Argonne researchers have developed a new device that could bring electric cars closer to practical use for daily driving.

The device, called an "on-board methanol reformer," releases the hydrogen bound up in methanol (methyl alcohol). Because it is more compact than other reformers, it could enable fuel cells to power electric cars.

Fuel cells are like a batteries with fuel tanks. Unlike batteries, they produce electricity as long as they have fuel, and they never need recharging. The Department of Energy is currently investigating them as possible electric-vehicle power sources.

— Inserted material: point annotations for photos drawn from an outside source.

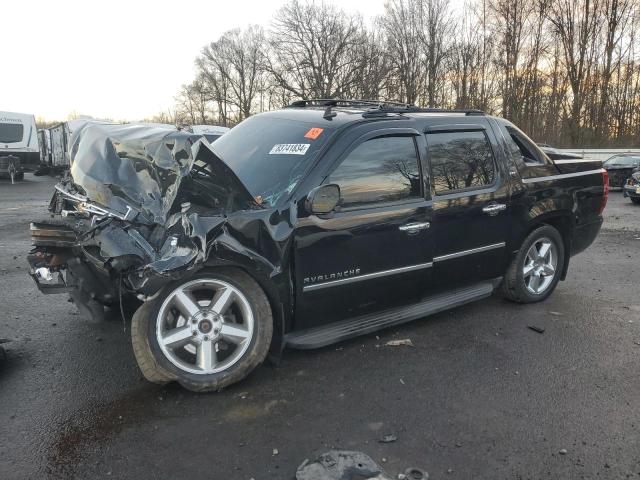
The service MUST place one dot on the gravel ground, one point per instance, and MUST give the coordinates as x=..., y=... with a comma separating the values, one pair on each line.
x=479, y=395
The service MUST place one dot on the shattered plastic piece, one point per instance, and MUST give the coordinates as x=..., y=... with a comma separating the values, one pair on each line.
x=388, y=439
x=398, y=343
x=341, y=465
x=415, y=474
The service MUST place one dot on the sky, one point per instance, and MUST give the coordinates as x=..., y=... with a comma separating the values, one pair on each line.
x=125, y=61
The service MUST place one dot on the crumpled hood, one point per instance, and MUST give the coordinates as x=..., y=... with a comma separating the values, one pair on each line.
x=143, y=168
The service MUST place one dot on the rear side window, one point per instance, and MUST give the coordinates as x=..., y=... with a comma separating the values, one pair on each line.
x=11, y=132
x=383, y=169
x=521, y=146
x=460, y=160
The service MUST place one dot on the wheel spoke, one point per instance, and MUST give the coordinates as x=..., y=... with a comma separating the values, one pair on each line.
x=544, y=249
x=222, y=299
x=187, y=306
x=234, y=333
x=528, y=270
x=206, y=355
x=534, y=282
x=177, y=336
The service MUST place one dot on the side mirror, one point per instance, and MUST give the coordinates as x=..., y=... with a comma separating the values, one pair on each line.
x=323, y=199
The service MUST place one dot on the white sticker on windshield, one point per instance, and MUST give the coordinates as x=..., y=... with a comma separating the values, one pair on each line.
x=290, y=149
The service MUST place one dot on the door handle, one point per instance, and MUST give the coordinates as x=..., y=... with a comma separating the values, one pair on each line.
x=494, y=208
x=414, y=227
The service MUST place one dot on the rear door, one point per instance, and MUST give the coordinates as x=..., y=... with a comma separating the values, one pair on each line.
x=376, y=251
x=470, y=203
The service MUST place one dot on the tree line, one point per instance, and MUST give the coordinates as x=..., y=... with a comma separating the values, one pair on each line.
x=566, y=71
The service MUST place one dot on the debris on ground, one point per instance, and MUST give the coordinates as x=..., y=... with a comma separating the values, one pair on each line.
x=399, y=343
x=341, y=465
x=535, y=328
x=413, y=474
x=3, y=354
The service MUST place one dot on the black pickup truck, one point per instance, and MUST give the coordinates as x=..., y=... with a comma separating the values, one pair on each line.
x=306, y=226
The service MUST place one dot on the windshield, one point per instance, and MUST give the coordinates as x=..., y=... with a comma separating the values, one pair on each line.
x=270, y=155
x=623, y=161
x=11, y=132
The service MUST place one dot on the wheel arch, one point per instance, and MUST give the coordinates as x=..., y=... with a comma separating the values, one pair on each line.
x=276, y=302
x=561, y=221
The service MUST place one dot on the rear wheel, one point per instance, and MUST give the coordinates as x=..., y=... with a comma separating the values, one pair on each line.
x=206, y=333
x=535, y=271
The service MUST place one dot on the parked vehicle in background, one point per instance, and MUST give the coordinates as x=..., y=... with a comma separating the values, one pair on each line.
x=44, y=144
x=632, y=187
x=18, y=140
x=620, y=168
x=210, y=132
x=307, y=226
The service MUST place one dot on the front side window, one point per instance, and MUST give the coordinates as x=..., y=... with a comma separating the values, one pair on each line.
x=383, y=169
x=460, y=160
x=11, y=132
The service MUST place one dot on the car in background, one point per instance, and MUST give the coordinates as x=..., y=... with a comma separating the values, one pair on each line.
x=620, y=167
x=632, y=187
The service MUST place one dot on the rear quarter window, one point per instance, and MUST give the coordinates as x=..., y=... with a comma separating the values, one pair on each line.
x=460, y=160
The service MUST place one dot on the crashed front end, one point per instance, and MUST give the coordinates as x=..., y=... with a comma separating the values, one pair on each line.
x=142, y=206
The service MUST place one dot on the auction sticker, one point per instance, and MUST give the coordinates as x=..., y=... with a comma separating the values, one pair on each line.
x=290, y=149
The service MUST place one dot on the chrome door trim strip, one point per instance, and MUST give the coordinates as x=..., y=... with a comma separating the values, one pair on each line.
x=368, y=276
x=561, y=176
x=562, y=162
x=463, y=253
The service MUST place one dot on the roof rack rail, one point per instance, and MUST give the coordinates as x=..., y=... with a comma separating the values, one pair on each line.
x=376, y=107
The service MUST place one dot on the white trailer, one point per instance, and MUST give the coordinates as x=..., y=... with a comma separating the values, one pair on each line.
x=18, y=140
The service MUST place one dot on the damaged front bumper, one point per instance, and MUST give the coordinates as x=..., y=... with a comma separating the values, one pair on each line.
x=104, y=255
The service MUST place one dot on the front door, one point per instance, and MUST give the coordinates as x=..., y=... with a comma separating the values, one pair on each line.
x=376, y=250
x=470, y=204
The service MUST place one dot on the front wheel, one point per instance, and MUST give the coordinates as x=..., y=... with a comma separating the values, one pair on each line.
x=206, y=333
x=535, y=271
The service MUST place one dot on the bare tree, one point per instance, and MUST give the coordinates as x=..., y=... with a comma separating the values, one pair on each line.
x=314, y=49
x=567, y=71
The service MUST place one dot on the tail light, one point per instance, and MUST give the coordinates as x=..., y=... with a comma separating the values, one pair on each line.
x=605, y=193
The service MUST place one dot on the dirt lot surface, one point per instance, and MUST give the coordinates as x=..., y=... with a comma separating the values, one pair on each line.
x=479, y=395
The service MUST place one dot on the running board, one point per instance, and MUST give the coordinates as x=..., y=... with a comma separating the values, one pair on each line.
x=345, y=329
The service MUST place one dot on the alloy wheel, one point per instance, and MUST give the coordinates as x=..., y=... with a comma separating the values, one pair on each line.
x=540, y=265
x=205, y=326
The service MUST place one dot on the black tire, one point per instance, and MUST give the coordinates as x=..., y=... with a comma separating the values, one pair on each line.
x=157, y=368
x=513, y=284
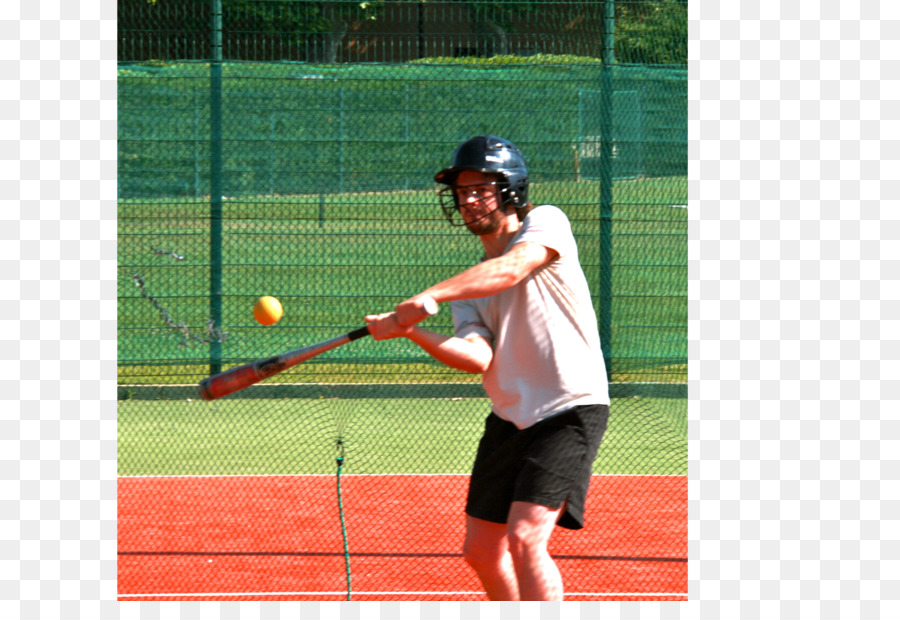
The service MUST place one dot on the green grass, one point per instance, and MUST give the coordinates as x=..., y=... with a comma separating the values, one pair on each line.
x=299, y=436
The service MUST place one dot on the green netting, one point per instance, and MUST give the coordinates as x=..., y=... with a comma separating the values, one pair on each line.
x=324, y=199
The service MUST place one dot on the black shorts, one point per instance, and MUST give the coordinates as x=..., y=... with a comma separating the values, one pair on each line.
x=547, y=463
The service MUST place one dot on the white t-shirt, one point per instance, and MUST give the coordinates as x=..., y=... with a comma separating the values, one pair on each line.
x=547, y=355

"Fuel cells are much more efficient and much less polluting than internal combustion engines," said Romesh Kumar (CMT). The device was developed by Kumar, Shabbir Ahmed and Michael Krumpelt (all CMT).
A major problem in using fuel cells to power electric cars, Kumar said, is that they are fueled by hydrogen, a very light gas that is difficult to store. Currently available hydrogen-storage technologies are so heavy and bulky that they would limit the driving range of any car that used them.

"But an on-board reformer like ours," he said, "could solve this problem by reforming methanol from the gas tank and feeding the hydrogen into a fuel cell."



The Argonne device takes up less volume than a seven-gallon container, Kumar said. This makes it the first fuel reformer small enough to fit under the hood of a compact car beside a 50-kilowatt polymer-electrolyte-membrane (PEM) fuel cell, DOE's top candidate for an electric-vehicle fuel cell.

Argonne's reformer would combine methanol with oxygen from the air to produce a hydrogen-rich mixture of gases that would be injected into the fuel cell.

Compared to other reformers, Argonne's is light-weight, compact and energy-efficient. In addition, Kumar said, it is flexible enough to respond well to frequent startups and shutdowns and to the rapidly changing engine demands of daily stop-and-go driving.

The design is simple and inexpensive to manufacture, Kumar said. It consists of a cylinder packed with a common and inexpensive catalyst. A nozzle sprays liquid methanol into the cylinder, and an ignition source starts it.

In addition to hydrogen, the reformer produces carbon dioxide and carbon monoxide. A small on-board chemical reactor would convert the carbon monoxide into carbon dioxide.